During the life of most every church in America, at some point the ladies of the church gather and print their special recipes in a spiral bound cookbook. I have a number of these and they are among my most treasured books – the old recipe collections from churches of my past.
I have a recipe book from the Centenary United Methodist Church in Clemmons, NC. This church was founded in large part by my Brewer relatives nearly a hundred years ago, I have another cookbook my mother came by when we lived in Beckley, WV, over 50 years ago. I have about a half dozen of these cookbooks and I love to pull them out, pour through the breads, cakes, pies and entrée recipes, frequently using them in my own kitchen. Not only are the dishes quite good, the memories taste even better.

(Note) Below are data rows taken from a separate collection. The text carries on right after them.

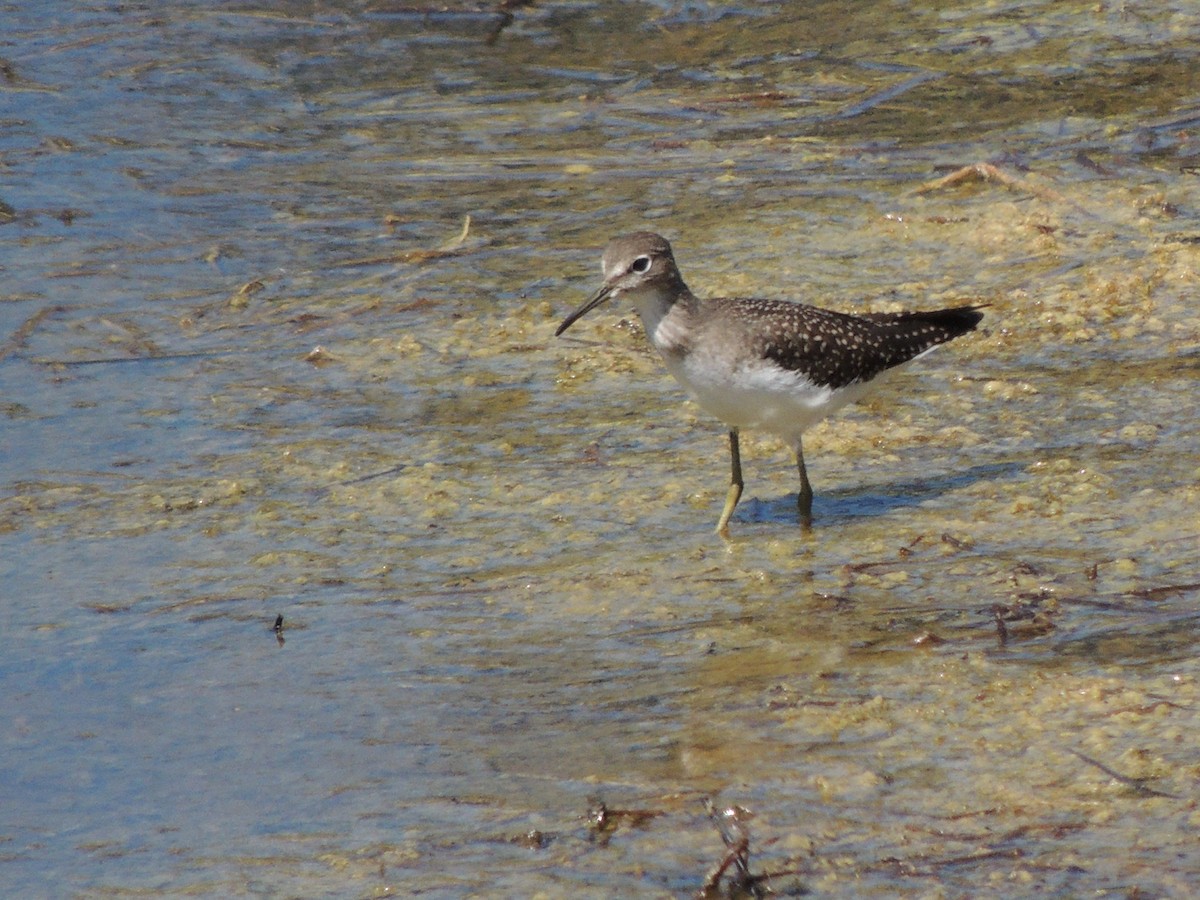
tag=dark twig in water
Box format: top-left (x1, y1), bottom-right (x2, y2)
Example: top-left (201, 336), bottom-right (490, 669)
top-left (1067, 746), bottom-right (1183, 800)
top-left (588, 797), bottom-right (662, 844)
top-left (697, 797), bottom-right (770, 898)
top-left (0, 306), bottom-right (67, 360)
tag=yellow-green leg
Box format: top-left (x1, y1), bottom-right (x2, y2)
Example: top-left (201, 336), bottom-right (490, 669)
top-left (716, 428), bottom-right (742, 538)
top-left (796, 438), bottom-right (812, 526)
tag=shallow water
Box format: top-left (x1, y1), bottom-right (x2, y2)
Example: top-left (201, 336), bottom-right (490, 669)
top-left (0, 2), bottom-right (1200, 896)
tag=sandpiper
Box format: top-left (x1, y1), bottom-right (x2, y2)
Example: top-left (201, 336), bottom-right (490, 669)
top-left (554, 232), bottom-right (983, 536)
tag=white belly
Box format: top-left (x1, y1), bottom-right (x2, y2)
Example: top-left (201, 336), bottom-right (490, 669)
top-left (664, 354), bottom-right (878, 440)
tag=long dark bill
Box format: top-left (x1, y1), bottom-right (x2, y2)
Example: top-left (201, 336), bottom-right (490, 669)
top-left (554, 284), bottom-right (612, 337)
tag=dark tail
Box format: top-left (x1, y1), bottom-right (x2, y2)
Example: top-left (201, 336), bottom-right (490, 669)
top-left (863, 304), bottom-right (988, 368)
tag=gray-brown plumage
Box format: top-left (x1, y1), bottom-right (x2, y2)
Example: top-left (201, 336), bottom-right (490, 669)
top-left (554, 232), bottom-right (983, 535)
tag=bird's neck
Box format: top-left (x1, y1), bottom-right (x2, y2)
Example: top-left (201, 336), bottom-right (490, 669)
top-left (632, 281), bottom-right (700, 358)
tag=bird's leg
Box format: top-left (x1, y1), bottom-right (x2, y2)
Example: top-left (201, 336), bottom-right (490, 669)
top-left (796, 438), bottom-right (812, 528)
top-left (716, 428), bottom-right (742, 538)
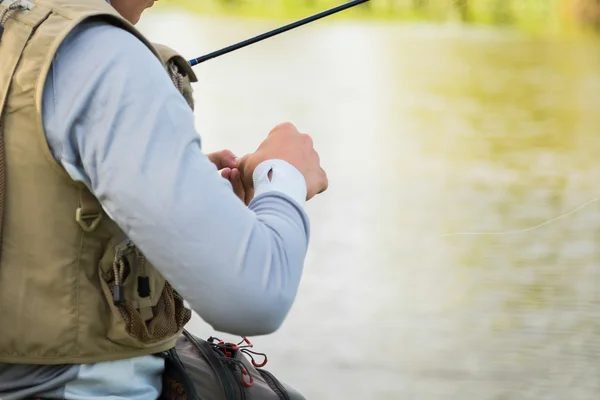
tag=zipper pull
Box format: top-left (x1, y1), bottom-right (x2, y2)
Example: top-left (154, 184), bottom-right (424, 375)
top-left (113, 285), bottom-right (125, 307)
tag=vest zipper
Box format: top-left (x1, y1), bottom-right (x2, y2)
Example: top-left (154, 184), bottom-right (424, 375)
top-left (256, 368), bottom-right (291, 400)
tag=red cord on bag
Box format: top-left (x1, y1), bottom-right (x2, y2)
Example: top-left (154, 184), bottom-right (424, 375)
top-left (242, 368), bottom-right (254, 387)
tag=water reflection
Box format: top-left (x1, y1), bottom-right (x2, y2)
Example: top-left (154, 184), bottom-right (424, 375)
top-left (140, 13), bottom-right (600, 400)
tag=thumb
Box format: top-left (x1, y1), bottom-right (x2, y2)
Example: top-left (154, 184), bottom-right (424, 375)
top-left (207, 150), bottom-right (237, 170)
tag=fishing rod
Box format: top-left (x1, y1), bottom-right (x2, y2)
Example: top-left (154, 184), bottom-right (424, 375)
top-left (189, 0), bottom-right (369, 67)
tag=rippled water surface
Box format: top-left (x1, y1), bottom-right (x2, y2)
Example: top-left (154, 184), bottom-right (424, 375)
top-left (140, 11), bottom-right (600, 400)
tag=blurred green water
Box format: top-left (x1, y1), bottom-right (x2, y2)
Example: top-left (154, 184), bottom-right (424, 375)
top-left (140, 11), bottom-right (600, 400)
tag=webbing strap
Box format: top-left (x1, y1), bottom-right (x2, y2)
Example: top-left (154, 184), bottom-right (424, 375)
top-left (0, 115), bottom-right (4, 260)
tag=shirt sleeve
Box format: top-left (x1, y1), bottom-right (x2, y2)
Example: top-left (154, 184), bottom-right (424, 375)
top-left (43, 22), bottom-right (309, 336)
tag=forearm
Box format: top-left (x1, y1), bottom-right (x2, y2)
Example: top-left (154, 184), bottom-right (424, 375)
top-left (42, 23), bottom-right (309, 335)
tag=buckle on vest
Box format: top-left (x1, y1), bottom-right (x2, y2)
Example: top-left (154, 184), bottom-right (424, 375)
top-left (75, 207), bottom-right (102, 232)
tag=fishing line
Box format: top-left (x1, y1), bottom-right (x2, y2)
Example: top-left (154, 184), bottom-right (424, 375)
top-left (441, 197), bottom-right (600, 237)
top-left (188, 0), bottom-right (369, 67)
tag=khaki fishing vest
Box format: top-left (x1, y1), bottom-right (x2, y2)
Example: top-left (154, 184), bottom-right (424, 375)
top-left (0, 0), bottom-right (196, 364)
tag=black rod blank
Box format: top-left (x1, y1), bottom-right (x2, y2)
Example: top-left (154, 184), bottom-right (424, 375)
top-left (189, 0), bottom-right (369, 67)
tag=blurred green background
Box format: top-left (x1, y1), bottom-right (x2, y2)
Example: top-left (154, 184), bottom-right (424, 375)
top-left (139, 0), bottom-right (600, 400)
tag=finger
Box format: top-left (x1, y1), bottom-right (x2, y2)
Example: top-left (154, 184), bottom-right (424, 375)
top-left (221, 168), bottom-right (231, 181)
top-left (208, 150), bottom-right (237, 169)
top-left (229, 169), bottom-right (246, 201)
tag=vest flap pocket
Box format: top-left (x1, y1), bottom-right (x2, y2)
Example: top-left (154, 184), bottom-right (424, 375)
top-left (98, 240), bottom-right (191, 347)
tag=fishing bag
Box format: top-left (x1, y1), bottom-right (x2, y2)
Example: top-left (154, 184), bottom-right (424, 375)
top-left (160, 330), bottom-right (305, 400)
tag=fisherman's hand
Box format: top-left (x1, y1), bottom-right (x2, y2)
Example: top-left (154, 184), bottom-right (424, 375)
top-left (207, 150), bottom-right (246, 202)
top-left (207, 150), bottom-right (237, 171)
top-left (238, 122), bottom-right (329, 204)
top-left (221, 167), bottom-right (248, 205)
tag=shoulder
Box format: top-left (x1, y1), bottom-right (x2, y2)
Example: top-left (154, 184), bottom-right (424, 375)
top-left (53, 20), bottom-right (158, 69)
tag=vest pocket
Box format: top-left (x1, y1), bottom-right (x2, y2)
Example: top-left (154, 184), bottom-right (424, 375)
top-left (99, 240), bottom-right (191, 348)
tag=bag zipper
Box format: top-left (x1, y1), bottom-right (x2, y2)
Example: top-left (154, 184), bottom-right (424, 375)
top-left (256, 368), bottom-right (291, 400)
top-left (183, 330), bottom-right (241, 400)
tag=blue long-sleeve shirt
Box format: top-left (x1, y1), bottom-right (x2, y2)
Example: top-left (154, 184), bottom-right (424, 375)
top-left (0, 16), bottom-right (309, 400)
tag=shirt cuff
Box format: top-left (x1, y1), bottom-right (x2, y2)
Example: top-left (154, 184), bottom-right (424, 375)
top-left (252, 159), bottom-right (306, 207)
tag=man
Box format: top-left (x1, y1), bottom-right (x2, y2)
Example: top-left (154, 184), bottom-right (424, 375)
top-left (0, 0), bottom-right (327, 400)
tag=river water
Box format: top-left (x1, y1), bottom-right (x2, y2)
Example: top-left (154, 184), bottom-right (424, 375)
top-left (139, 11), bottom-right (600, 400)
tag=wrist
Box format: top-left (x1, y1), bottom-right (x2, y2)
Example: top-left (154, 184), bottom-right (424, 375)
top-left (252, 159), bottom-right (307, 206)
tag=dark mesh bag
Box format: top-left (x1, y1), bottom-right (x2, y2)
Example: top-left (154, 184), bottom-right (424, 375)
top-left (161, 331), bottom-right (305, 400)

When I was a boy, each time I visited Granma Brewer in Clemmons, she baked me something called Sugar Cake. I loved it, she knew it and it was generally waiting for me on her stovetop when I arrived.

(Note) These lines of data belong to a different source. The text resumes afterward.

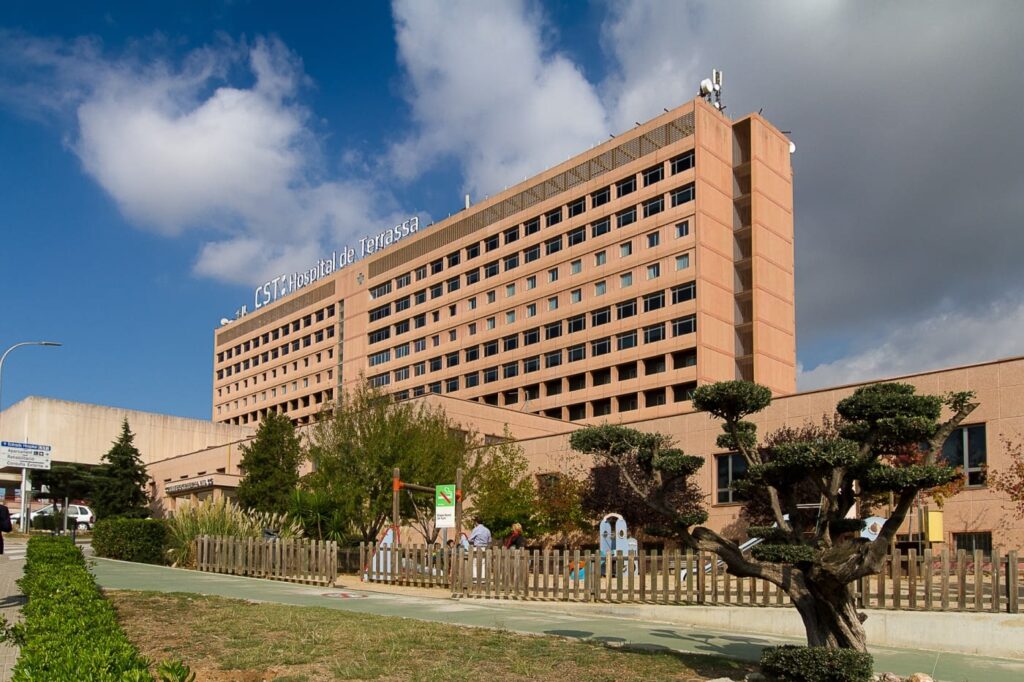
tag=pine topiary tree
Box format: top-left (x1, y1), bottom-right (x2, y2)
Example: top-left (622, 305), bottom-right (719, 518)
top-left (92, 419), bottom-right (150, 518)
top-left (238, 413), bottom-right (302, 514)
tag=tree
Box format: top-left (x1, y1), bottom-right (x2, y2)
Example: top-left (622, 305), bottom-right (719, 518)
top-left (238, 405), bottom-right (302, 514)
top-left (570, 381), bottom-right (977, 651)
top-left (32, 462), bottom-right (95, 528)
top-left (467, 427), bottom-right (540, 538)
top-left (301, 383), bottom-right (476, 542)
top-left (92, 419), bottom-right (150, 518)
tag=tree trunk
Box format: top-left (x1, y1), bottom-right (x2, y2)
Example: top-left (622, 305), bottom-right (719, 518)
top-left (787, 574), bottom-right (867, 651)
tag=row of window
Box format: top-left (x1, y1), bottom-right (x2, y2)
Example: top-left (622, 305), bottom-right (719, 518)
top-left (367, 238), bottom-right (690, 345)
top-left (370, 151), bottom-right (694, 300)
top-left (370, 314), bottom-right (696, 392)
top-left (370, 282), bottom-right (696, 367)
top-left (217, 325), bottom-right (335, 379)
top-left (217, 303), bottom-right (335, 363)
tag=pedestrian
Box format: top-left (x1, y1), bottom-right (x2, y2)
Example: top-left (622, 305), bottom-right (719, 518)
top-left (505, 521), bottom-right (526, 549)
top-left (0, 504), bottom-right (14, 554)
top-left (469, 516), bottom-right (490, 548)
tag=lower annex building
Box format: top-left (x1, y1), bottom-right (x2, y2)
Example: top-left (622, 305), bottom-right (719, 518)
top-left (212, 98), bottom-right (796, 425)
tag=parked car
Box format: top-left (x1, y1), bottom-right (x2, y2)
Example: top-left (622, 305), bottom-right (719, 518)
top-left (10, 505), bottom-right (96, 530)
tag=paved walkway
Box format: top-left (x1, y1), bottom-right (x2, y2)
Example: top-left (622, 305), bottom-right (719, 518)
top-left (95, 559), bottom-right (1024, 682)
top-left (0, 538), bottom-right (25, 682)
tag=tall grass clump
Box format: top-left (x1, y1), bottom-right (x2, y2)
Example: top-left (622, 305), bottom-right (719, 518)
top-left (167, 499), bottom-right (302, 568)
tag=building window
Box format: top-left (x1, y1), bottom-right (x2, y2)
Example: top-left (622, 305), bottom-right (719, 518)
top-left (643, 323), bottom-right (665, 343)
top-left (643, 291), bottom-right (665, 312)
top-left (953, 530), bottom-right (992, 557)
top-left (615, 175), bottom-right (637, 197)
top-left (672, 183), bottom-right (695, 206)
top-left (715, 453), bottom-right (746, 505)
top-left (669, 151), bottom-right (693, 175)
top-left (565, 227), bottom-right (587, 247)
top-left (942, 424), bottom-right (988, 485)
top-left (643, 196), bottom-right (665, 218)
top-left (672, 315), bottom-right (697, 336)
top-left (615, 298), bottom-right (637, 319)
top-left (615, 206), bottom-right (637, 227)
top-left (672, 282), bottom-right (697, 304)
top-left (643, 164), bottom-right (665, 187)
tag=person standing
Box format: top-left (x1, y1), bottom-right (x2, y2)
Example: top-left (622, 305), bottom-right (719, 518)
top-left (469, 516), bottom-right (490, 549)
top-left (0, 504), bottom-right (14, 554)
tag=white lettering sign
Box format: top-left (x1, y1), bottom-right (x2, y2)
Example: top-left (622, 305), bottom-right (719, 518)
top-left (251, 216), bottom-right (420, 316)
top-left (0, 440), bottom-right (51, 469)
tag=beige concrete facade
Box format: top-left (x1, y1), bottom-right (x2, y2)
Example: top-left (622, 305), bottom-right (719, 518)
top-left (212, 99), bottom-right (796, 424)
top-left (520, 357), bottom-right (1024, 549)
top-left (0, 395), bottom-right (255, 498)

For years, Grandma Brewer cooked in a wood stove before finally succumbing to a modern range, but my earliest recollections of her Sugar Cake were baked in a wood stove.
Below is her recipe.
1 c. shortening
1 c. sugar
1 c. mashed potatoes
1 c. water
2 pkg. yeast
1 t. salt
Flour to make a soft dough
Cream the sugar, shortening and salt. Add eggs and mashed potatoes. Add yeast, water and enough flour until the dough becomes stiff. Let rise until it doubles in bulk. Work out two cakes, 12×15-inches, and let them rise. Punch holes over the dough about 1 ½-inches apart. Sprinkle with cream, then sprinkle heavily with brown sugar, then cinnamon and dot with butter. Bake in a 425 oven till golden brown.